SUITE NY is proud to carry Belgian atelier accessory design house, when objects work. The vision of its director, Beatrice de Lafontaine, when objects work produces exclusive objects designed by leading designers and architects whose work shares a preoccupation with basic forms, immaculate function and a timeless idiom. The brand notes an observation from William Morris as their overarching philosophy: one should ‘have nothing in your house which you do not know to be useful or believe to be beautiful’. when objects work features immaculate designs for the home by John Pawson, Shigeru Ban, Vincent Van Duysen, Maarten van Severen, Kate Hume and more. The collection includes vases, containers, serving trays, carafes, cookware, flatware and tabletop necessities in a myriad of mediums from glass to porcelain and bronze to wood.

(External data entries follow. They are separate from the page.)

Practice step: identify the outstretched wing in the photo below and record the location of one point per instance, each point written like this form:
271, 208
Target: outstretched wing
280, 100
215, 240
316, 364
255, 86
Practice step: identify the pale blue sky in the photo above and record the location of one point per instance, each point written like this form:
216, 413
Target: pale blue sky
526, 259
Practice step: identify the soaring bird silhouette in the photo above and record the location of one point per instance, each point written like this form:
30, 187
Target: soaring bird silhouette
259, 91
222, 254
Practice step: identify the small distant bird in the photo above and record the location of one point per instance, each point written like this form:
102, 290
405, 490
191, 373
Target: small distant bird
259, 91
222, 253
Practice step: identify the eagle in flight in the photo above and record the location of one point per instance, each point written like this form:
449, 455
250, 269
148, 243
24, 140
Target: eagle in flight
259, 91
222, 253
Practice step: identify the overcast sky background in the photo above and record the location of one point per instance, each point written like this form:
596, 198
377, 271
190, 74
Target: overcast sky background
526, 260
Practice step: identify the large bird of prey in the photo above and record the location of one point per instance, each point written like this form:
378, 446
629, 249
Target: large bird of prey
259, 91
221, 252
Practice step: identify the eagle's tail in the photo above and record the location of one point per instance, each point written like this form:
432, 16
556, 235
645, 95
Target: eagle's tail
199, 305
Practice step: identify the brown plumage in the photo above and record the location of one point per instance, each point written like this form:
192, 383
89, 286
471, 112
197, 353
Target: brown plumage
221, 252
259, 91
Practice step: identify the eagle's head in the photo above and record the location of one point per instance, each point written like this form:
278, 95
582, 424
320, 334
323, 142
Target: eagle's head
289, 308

World-renowned architect John Pawson created an inaugural collection for when objects work titled “5 Objects.” Each of Pawson’s pieces is a container based on a basic geometric shape and explores the interaction between material and form. The JP Large bowl is a perfect bronze hemisphere. The interior is filled with sand allowing the bowl to rest at various angles despite it’s lack of a flat base. Because the inner-workings are hidden from site, Pawson’s bowl arouses an interactive curiosity wherever it is placed.

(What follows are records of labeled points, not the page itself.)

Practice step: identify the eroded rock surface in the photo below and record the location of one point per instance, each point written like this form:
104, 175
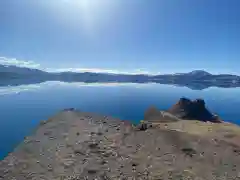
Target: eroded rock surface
196, 109
75, 145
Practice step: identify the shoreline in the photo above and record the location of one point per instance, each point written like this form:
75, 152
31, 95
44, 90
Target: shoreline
78, 145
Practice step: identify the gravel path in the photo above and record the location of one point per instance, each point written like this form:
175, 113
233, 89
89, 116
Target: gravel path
74, 145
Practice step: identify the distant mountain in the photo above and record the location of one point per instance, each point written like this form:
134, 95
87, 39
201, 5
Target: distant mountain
198, 79
19, 70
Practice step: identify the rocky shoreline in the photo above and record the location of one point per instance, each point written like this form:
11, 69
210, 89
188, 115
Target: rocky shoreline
79, 145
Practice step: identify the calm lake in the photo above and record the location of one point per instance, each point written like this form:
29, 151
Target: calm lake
22, 107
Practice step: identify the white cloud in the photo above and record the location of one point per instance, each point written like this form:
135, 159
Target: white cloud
16, 62
97, 70
31, 64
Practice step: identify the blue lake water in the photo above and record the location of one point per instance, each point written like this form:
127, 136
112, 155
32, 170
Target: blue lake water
23, 107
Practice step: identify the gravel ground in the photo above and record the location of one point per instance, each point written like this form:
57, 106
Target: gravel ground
74, 145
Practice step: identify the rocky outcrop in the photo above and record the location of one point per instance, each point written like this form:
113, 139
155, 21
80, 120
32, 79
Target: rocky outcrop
76, 145
193, 110
153, 114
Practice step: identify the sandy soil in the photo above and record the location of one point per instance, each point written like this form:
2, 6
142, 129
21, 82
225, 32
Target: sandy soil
75, 145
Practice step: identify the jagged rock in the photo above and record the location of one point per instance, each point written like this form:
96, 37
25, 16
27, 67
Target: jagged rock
196, 109
153, 114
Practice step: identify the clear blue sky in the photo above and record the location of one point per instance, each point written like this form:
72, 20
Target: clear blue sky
125, 35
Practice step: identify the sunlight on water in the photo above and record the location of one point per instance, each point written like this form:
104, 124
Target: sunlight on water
33, 87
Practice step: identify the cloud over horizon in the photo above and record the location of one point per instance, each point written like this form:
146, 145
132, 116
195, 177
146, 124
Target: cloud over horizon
32, 64
16, 62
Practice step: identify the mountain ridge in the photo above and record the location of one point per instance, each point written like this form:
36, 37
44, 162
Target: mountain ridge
197, 79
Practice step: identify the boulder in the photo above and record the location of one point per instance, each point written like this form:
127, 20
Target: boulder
154, 115
193, 110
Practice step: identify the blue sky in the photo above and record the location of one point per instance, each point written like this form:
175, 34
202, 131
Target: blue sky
152, 36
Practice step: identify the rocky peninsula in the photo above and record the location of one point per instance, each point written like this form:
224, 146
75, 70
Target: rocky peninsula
185, 142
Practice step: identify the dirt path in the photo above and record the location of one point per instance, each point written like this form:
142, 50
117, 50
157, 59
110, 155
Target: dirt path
75, 145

Cast in bronze, John Pawson’s candleholders were originally conceived as components of the interior landscape of the Church of the Cistercian Monastery of Novy Dvur in Bohemia. Their shape derives from a fragment of a section throughout the nave of the church, but interestingly enough, also resembles an abstract kneeling form.

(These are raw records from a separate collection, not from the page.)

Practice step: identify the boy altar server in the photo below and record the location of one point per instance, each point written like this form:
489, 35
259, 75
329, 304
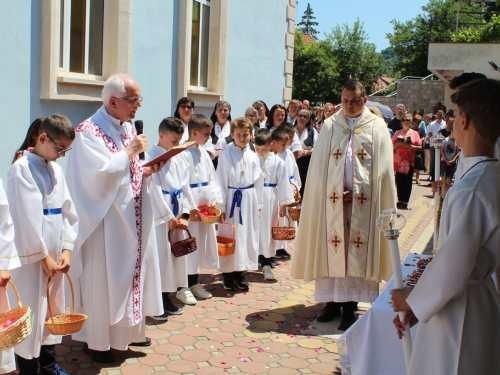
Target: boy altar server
455, 300
203, 190
46, 227
277, 193
168, 196
241, 184
293, 177
8, 261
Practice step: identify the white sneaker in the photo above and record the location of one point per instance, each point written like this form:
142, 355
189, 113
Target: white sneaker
200, 292
186, 297
268, 273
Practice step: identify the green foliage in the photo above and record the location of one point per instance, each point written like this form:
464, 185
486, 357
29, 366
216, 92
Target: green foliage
307, 24
322, 68
410, 40
357, 60
314, 70
489, 33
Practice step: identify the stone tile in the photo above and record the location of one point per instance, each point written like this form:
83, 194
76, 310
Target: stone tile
196, 355
137, 369
181, 366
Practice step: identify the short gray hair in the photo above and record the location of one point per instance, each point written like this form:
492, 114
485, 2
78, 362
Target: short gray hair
114, 87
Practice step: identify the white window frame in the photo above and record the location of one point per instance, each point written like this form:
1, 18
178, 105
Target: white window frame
56, 83
64, 70
217, 56
200, 47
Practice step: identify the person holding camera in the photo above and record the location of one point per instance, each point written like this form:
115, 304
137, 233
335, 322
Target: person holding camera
406, 142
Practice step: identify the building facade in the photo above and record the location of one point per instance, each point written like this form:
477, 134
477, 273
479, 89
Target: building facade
57, 54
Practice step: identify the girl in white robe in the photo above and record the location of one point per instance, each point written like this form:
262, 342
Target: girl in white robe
46, 224
240, 176
8, 261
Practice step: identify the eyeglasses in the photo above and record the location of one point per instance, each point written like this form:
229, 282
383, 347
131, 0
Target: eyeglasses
133, 101
60, 150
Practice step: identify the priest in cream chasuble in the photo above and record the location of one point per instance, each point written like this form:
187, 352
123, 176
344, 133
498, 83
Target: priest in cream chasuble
350, 182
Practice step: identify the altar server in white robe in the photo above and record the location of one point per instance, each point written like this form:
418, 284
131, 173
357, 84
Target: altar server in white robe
169, 189
277, 193
184, 111
203, 190
8, 261
241, 184
46, 227
294, 178
350, 182
455, 301
119, 276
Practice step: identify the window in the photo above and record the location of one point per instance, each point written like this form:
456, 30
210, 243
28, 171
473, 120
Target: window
203, 27
200, 32
81, 36
83, 42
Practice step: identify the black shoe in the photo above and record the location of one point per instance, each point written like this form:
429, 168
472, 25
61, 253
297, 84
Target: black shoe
240, 281
145, 343
99, 356
228, 281
283, 254
347, 322
331, 310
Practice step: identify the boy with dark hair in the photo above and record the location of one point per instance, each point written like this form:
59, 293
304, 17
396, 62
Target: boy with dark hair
170, 210
241, 184
276, 195
203, 190
455, 300
46, 226
294, 178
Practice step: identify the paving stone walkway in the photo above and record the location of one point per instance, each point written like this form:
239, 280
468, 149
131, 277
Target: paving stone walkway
269, 330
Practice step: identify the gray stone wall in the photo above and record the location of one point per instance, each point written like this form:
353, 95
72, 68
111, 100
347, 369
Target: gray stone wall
414, 94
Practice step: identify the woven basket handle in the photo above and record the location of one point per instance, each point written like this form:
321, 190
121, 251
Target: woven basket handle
48, 296
170, 239
19, 304
234, 229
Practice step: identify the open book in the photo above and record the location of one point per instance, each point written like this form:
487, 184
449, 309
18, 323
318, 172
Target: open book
168, 154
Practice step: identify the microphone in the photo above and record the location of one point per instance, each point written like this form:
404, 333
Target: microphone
139, 127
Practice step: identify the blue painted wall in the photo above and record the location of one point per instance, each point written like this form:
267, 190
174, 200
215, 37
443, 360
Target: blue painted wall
255, 63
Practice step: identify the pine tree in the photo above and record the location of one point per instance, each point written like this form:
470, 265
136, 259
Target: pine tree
308, 23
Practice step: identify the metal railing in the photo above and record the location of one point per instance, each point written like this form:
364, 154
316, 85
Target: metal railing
394, 93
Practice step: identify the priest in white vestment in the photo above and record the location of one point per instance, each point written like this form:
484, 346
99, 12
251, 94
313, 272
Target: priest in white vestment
455, 300
8, 261
350, 182
119, 276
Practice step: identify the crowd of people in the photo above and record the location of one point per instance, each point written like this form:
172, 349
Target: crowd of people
112, 223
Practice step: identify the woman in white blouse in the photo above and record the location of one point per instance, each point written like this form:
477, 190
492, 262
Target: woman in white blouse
307, 136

Belgian architect Vincent Van Duysen’s collection of pottery epitomizes his minimalist aesthetic, use of natural materials and subtle color. Though each piece is powerful in isolation, the collection is conceived as an entity: an evocation of the shelves of stacked vessels in a potter’s studio. Read as a series, the differences of scale and color create powerful rhythms and modulations expressed in the subtle but intense palette of a northern European sky.
Each piece is composed of two elements: an earthenware container and a wooden plate. While the angle of curve and smooth profile of each pot are fixed, the diameter and the height of the vessels vary. These shifts in scale determine whether the container is a bowl or a platter. The thickness of the wooden plates, which serve as both cover and plinth, are also variable.